From Democracy Digest:
Can Japan help defend and revive the “liberal order” – the system of guiding principles that governed conduct among western democracies after World War II – asks Paul Nadeau, an adjunct fellow with the Scholl Chair in International Business at the Center for Strategic and International Studies (CSIS).
To its supporters, its demise is generally regarded as an impending disaster for global stability, and most expect that if it disappears it will be replaced by neo-authoritarian governments practicing might-makes-right power politics. Its critics, meanwhile, describe it as neither liberal nor international or even as a myth, he writes for the Tokyo Review.

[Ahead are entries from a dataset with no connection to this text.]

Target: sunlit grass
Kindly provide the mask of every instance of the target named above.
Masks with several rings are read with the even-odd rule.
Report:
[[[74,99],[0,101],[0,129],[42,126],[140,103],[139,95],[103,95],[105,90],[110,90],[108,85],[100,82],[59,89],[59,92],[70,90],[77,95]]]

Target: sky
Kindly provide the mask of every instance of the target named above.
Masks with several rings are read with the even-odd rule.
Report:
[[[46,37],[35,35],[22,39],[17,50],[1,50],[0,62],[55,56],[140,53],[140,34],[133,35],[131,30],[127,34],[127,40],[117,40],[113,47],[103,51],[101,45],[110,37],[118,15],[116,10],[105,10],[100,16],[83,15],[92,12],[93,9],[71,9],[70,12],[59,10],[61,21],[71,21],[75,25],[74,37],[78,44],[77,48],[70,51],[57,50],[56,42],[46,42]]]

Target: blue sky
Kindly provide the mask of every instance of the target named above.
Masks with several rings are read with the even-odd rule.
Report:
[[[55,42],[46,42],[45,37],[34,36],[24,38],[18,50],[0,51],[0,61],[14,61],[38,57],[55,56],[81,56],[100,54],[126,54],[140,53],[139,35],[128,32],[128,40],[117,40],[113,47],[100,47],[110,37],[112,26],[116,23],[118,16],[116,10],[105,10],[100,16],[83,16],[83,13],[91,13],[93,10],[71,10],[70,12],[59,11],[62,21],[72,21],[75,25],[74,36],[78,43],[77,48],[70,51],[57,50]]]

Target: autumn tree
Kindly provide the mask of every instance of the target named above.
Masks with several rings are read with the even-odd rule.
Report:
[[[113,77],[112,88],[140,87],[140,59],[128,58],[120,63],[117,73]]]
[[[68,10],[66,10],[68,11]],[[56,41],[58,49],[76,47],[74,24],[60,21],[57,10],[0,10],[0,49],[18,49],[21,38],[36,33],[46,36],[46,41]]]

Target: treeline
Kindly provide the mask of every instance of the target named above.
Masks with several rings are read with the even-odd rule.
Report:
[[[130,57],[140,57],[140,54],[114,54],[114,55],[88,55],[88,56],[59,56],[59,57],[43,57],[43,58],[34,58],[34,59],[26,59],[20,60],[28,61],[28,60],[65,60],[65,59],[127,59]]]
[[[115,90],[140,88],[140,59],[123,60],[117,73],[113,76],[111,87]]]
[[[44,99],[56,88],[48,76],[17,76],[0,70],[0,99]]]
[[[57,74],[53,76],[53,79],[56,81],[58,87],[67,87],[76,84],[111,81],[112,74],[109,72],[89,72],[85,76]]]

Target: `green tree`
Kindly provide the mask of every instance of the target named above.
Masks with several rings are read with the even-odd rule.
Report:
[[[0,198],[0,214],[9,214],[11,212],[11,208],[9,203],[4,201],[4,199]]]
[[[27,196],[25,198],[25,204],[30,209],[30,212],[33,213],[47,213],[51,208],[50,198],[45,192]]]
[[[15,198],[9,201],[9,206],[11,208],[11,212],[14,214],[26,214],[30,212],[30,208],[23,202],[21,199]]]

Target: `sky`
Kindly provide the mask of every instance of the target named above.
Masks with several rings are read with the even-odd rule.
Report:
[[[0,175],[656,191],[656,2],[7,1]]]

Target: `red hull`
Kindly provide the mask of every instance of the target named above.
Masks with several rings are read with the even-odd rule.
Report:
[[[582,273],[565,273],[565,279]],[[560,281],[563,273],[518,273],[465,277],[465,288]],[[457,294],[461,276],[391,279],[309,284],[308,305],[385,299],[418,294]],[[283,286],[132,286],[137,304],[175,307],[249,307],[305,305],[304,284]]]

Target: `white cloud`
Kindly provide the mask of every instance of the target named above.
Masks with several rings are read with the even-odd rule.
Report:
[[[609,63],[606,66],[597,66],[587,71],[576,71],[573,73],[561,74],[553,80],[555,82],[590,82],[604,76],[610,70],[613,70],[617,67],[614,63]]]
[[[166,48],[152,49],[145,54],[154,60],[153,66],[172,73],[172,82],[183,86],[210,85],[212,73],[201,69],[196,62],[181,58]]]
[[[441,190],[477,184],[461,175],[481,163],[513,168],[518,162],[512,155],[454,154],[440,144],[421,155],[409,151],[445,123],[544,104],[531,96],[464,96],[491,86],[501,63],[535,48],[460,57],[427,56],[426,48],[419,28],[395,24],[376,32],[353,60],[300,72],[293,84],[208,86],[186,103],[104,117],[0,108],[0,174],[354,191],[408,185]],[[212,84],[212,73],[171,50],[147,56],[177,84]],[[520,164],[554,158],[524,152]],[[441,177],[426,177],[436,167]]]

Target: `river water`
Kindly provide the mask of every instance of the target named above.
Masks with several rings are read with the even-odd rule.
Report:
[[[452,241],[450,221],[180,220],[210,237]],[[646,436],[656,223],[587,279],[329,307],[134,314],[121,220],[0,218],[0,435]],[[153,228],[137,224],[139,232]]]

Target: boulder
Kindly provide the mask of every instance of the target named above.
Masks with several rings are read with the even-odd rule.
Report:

Politically, Japan has not experienced the populist waves that have vexed western democracies, social unrest is almost unheard of, and the fact that it is a nonwestern liberal democracy helps to head off arguments that the liberal international order is a surrogate for Western primacy, Nadeau observes, reflecting on the Japan Institute of International Affairs’ first Tokyo Global Dialogue, held on December 2-3, 2019:
If even an apparently committed nationalist like Abe Shinzo can plant Japan’s flag on the side of liberal internationalism, there should be hope that his successors will stay the course as well. Japan and Germany are unique among G7 democracies in the sense that their leading parties still more or less resemble those that ruled during the ostensible golden age of liberal internationalism.